Thursday, July 16, 2009

The Lie at the Heart of Obamacare

President Obama and congressional Democrats have been claiming with straight faces that their health care "reform" plan would merely add a public insurance option to the existing array of private health insurance programs merely to introduce more "competition" into the system. (Get it? The only problem with health insurance is that it lacks enough insurance providers to promote competition, which is why the government will add one more). These officials have laughed off critics of the legislation who have been warning that the public option is designed to kill off private insurance and pave the way for a single-payer system.

With the release on Tuesday of the House Democrats' actual legislation (over 1000 pages) to radicalize the U.S. health industry, critics seem to have discovered that not only were they correct about the crowding out of the private sector, but that it will happen sooner than anyone imagined. The bill states expressly that effective on the first day of the year following the bill's passage (i.e., January 1st, 2010), individual health insurance issuers may not offer coverage to any individual unless the insurer belongs to a newly-established "Health Care Exchange." And the Health Care Exchange is nothing but a body of new regulations and restrictions on insurers that obviously will result in vastly higher costs which must be passed on to consumers via higher premiums.

According to Wednesday's Investors Business Daily editorial:

From the beginning, opponents of the public option plan have warned that if the government gets into the business of offering subsidized health insurance coverage, the private insurance market will wither. Drawn by a public option that will be 30% to 40% cheaper than their current premiums because taxpayers will be funding it, employers will gladly scrap their private plans and go with Washington's coverage.

The nonpartisan Lewin Group estimated in April that 120 million or more Americans could lose their group coverage at work and end up in such a program. That would leave private carriers with 50 million or fewer customers. This could cause the market to, as Lewin Vice President John Sheils put it, "fizzle out altogether."

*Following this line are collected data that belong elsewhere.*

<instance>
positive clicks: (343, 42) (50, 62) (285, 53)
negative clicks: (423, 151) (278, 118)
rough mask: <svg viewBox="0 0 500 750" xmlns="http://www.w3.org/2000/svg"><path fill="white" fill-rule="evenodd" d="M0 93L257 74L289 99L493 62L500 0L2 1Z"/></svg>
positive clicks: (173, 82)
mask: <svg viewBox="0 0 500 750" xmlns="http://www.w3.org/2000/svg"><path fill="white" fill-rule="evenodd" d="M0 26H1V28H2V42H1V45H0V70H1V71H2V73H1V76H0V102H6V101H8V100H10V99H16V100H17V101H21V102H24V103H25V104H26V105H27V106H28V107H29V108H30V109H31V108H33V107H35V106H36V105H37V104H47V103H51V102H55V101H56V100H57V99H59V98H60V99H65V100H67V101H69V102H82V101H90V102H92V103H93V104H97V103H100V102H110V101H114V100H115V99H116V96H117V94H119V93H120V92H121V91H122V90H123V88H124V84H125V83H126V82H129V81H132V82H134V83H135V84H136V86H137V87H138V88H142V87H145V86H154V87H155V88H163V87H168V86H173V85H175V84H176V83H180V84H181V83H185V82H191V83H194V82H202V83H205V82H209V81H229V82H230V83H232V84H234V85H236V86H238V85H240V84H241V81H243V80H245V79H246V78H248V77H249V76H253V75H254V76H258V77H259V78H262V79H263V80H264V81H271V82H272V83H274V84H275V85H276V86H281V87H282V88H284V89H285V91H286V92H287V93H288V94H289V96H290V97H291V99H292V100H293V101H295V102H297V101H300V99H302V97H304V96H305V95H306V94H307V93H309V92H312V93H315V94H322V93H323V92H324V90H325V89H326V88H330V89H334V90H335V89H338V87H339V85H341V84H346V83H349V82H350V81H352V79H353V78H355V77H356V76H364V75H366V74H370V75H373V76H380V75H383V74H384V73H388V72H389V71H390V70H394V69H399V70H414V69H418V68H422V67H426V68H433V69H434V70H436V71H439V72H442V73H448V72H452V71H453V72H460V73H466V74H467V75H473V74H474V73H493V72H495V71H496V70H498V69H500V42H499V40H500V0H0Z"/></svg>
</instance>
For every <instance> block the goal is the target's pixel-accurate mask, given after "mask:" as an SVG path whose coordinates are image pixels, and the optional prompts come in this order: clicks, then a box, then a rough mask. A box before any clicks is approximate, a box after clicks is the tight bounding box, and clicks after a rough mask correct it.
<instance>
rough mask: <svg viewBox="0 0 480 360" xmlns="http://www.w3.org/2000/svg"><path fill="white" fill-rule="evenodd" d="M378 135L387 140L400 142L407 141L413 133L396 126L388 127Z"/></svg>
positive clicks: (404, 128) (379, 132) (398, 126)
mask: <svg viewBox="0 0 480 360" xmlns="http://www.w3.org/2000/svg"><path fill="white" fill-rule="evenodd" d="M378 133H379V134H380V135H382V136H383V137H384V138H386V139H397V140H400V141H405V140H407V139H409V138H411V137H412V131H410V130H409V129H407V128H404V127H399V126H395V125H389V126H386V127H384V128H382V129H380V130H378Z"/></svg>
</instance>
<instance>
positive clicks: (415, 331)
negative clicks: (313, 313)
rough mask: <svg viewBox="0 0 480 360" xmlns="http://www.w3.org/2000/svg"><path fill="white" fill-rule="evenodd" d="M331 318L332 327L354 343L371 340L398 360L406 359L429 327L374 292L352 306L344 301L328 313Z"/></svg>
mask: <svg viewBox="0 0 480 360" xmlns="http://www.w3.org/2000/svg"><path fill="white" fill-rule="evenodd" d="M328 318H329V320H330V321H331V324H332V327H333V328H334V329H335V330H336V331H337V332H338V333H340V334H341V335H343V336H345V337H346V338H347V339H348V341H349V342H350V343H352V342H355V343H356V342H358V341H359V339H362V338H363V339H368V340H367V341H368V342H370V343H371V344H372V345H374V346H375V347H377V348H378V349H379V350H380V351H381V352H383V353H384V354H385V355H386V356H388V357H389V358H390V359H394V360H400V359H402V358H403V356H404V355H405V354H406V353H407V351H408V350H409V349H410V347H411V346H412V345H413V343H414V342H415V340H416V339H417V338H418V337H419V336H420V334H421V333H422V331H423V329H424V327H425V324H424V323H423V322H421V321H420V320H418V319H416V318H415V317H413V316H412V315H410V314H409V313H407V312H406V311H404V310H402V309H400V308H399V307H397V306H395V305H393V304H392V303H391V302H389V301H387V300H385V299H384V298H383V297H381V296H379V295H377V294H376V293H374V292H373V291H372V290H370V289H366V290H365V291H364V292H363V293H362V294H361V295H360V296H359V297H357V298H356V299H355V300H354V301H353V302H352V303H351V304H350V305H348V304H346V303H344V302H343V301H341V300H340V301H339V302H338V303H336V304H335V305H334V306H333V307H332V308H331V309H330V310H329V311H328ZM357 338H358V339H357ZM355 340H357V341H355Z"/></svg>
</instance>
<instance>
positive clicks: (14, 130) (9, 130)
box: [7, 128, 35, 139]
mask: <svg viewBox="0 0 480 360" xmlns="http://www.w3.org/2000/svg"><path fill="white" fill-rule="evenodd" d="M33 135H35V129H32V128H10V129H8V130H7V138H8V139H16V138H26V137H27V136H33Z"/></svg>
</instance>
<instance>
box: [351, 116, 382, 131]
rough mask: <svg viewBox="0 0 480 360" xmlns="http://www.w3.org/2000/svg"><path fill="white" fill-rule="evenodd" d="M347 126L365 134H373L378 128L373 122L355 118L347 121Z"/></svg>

What wasn't known until now is that the bill itself will kill the market for private individual coverage by not letting any new policies be written after the public option becomes law.

SO Congress's plan for reducing the cost of health care (as if that was their intent) is to increase the cost of health premiums for those of us who want to buy it from a private insurer. Since the public option plan will not be forced by competitive pressure to raise its premiums, millions will flock to it, eventually drying up the market for private plans.

As the IDB editorial said: "The public option won't be an option for many, but rather a mandate for buying government care. A free people should be outraged at this advance of soft tyranny."

The question is, once everyone is forced into the public option (everyone except union workers and the corrupt bastards in Congress), what will prevent the government from jacking up the premiums on everyone once they figure out that like Social Security and Medicare, the costs of nationalized health care are unmanageable?

Nothing. When that happens we will have lousy health care without even the satisfaction of paying less for it. Maybe if its lousy enough even Mexicans won't want to live here anymore.